(This story is part of a continuing series, An Assault in Venice. Part 1 starts here.)
I opened the envelope and popped the videotape into my VHS player. The screen was divided into quarters, each displaying footage from one camera—down the aisles, in the meat section, across the cash registers. Images from each of the four cameras flashed on and off in such fast motion I couldn’t track anything. Luckily, there was a function on the remote to play the tape frame-by-frame. When I did I discovered that each camera captured one frame every few seconds, and the camera views in each quadrant of the screen changed frequently to show the whole store over time. I could see various angles of people in different parts of the store, their jerky movements jumping across the screen before disappearing.

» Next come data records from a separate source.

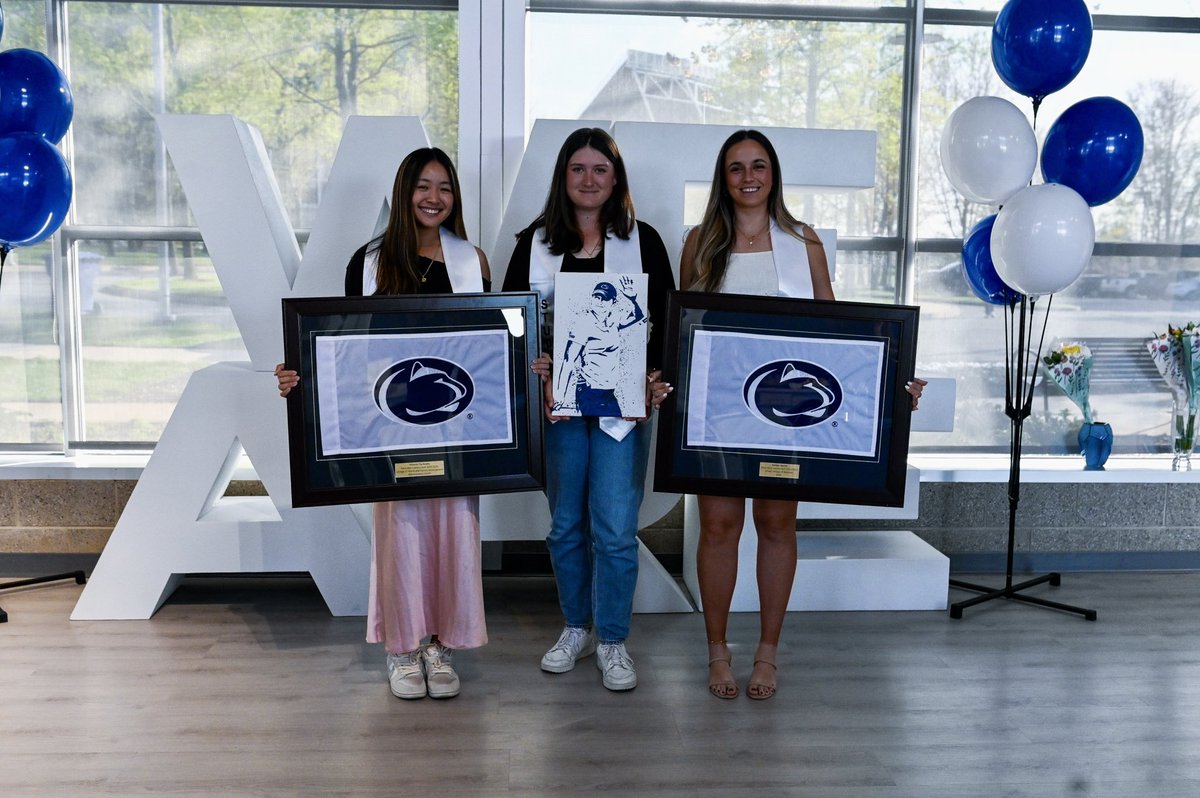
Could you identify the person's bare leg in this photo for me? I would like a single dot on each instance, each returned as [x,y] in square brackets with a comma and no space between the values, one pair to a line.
[775,525]
[717,570]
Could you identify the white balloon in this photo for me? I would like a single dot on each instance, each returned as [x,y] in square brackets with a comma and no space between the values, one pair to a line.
[1043,239]
[989,150]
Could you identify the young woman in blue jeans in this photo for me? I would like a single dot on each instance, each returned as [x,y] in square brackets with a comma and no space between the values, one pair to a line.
[595,468]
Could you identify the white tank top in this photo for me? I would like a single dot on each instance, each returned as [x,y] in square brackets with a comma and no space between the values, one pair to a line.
[751,273]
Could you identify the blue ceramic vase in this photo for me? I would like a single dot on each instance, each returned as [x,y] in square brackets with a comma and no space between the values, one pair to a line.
[1096,444]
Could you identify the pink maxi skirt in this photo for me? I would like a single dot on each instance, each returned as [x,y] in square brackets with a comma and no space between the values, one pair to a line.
[425,575]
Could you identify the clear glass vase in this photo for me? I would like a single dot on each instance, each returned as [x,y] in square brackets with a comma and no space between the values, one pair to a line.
[1183,429]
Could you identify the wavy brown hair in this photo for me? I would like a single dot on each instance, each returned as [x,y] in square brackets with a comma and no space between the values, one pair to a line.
[558,216]
[717,231]
[397,247]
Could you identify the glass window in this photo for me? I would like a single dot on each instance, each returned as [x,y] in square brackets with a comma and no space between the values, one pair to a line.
[789,73]
[1162,85]
[1120,300]
[1140,7]
[294,73]
[153,312]
[30,379]
[24,24]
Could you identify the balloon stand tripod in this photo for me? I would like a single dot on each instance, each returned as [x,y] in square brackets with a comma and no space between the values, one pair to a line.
[1020,370]
[78,576]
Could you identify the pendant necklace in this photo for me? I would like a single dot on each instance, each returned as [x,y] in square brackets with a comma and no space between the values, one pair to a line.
[425,274]
[751,238]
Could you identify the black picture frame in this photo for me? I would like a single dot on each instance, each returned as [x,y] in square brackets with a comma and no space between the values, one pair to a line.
[713,442]
[375,455]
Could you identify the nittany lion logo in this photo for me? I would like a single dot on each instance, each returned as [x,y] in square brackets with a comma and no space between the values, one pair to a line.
[424,390]
[792,394]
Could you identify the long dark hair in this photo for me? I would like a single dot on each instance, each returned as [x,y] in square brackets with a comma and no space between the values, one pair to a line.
[396,271]
[717,228]
[558,216]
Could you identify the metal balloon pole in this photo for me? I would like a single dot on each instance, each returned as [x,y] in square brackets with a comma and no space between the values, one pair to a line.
[1020,370]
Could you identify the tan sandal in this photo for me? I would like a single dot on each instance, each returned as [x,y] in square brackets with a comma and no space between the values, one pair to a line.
[761,690]
[723,689]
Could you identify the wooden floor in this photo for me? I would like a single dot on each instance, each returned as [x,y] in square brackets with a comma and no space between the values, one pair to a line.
[250,688]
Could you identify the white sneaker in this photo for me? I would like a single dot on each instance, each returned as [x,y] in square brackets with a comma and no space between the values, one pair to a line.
[406,676]
[617,666]
[573,645]
[443,682]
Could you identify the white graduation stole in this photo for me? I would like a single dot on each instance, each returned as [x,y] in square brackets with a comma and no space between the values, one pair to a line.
[792,269]
[621,256]
[462,265]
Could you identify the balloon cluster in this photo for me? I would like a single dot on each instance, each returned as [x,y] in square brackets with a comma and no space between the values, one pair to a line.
[1042,238]
[35,183]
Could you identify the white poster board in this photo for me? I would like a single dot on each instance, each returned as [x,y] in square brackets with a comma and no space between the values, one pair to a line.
[601,328]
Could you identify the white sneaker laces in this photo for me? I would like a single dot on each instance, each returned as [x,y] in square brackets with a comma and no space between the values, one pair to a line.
[438,658]
[570,640]
[617,657]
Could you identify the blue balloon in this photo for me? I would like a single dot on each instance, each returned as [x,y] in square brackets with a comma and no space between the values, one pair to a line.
[978,269]
[1039,46]
[35,190]
[34,95]
[1095,148]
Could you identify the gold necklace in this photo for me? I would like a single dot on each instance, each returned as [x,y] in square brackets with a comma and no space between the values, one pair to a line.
[430,265]
[751,238]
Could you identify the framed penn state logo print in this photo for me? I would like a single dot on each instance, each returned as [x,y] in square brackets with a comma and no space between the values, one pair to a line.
[406,397]
[789,399]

The images were grainy black-and-white video. You’d be hard-pressed to identify anyone from it. I knew that Jeanette was wearing a white sweater and jeans; the contrasts would make it easy to identify her. I had intended to fast forward through the tape to about the 4:30 or 5:00 hour, but then I noticed the date stamp on each camera was 2/11/99—three days after the attack. The tape I needed had either been recorded over or I had the wrong tape. I scrolled through it to make sure there was nothing from 2/8/99, then I popped it back into the envelope and returned to the store.
I was feeling more confident. I told myself I hadn’t actually impersonated a police officer since I never told anyone I was on the police force and certainly not a detective. If they believed I was, they were mistaken. And if anyone had asked me, I would have told them the truth and promptly sent Cagney over in my place.
I confronted the store manager again. I told him I’d scanned the tape and it had yesterday’s date on it. I needed Monday’s tape. I asked him if I could look at all the tapes from the entire week, hoping they’d been mislabeled. He went back upstairs, returned with two more tapes and handed them over. I thanked him and left, feeling like a total fraud but an arrogant, victorious fraud.